Jeremy Vine’s stalker jailed

Image above: Alex Belfield; Youtube

Alex Belfield gets five and a half years

Alex Belfield, who was found guilty in August of stalking Jeremy Vine and three others, has been jailed for five and a half years. The former BBC radio presenter who runs his own Youtube channel harrassed his targets online.

Jeremy Vine told the court watching his Youtube videos was like “swimming in sewage” and described Belfield as “the Jimmy Saville of trolling.”

The judge said one of his victims, BBC Radio Northampton presenter Bernard Spedding, came close to killing himself. Belfield had harassed him for nine years and some of Belfield’s followers had  sent him death threats.

“He was seconds away from taking his own life as a result of your conduct,” the judge, Mr Justice Saini, told Belfield.

“You made this highly successful and confident radio presenter lose all joy in life and turned him into a shell.”

When Jeremy Vine gave evidence earlier this year he said:

“I found it shocking and distressing, and it made me worried. I have in the past had a physical stalker who followed me. That is a picnic compared to this guy. It’s like an avalanche of hatred that you get hit by.”

He described how it had affected his family too. He had had to explain to his younger daughter, then 13, that he was worried one of Belfield’s 500,000 online followers could “have a knife or acid or something”.

“I saw her shrink” he said.

It was a year before she regained her confidence in leaving the family home, he added.

“She’s his victim as well, and he doesn’t even know her name.”

He told the court he had received 5,000 to 10,000 hateful tweets after the defendant’s comments.

“I was brought so low. I just thought, ‘There’s no point broadcasting if the effect is that I’ve got this.”

Belfield “weaponised the internet”

In sentencing Alex Belfield today the judge said he had “weaponised hte internet.”

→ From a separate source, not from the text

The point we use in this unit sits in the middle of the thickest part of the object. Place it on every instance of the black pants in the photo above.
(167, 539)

“The stalking you committed was not the conventional type which is popularised in the press.”

“Your methods were, however, just as effective as a way of intimidating your victims, and were in many ways much harder to deal with.”

Belfield was found guilty of pursuing a course of conduct “that amounted to harrassment” in relation to Mr Spedding and videographer Ben Hewis. For each of these charges he was sentenced to two and a half years in prison, to run consecutively.

In relation to Jeremy Vine and theatre blogger Philip Dehany, Belfield was found guilty of two lesser offences of “simple” stalking, which does not require serious alarm or distress to be proved. For each of these offences he was sentenced to 13 weeks, also to run consecutively.

Belfield had accused Mr Vine of stealing £1,000 of BBC licence payers’ money, which, the judge said, was a “wholly false” allegation. The video in which Bellfield made the claim was viewed by more than 400,000 people.

“You were not a whistleblower in any sense but developed a fixation with pursuing Mr Vine with a campaign of abuse,” the judge said.

Belfield also published Mr Vine’s address to a “mass audience”.

“Although you at no stage committed any physical acts, Mr Vine considered himself and his family to be at risk from you and his followers,” the judge said.

“He had to ask his family to watch out for you and to take care in and around their home address.”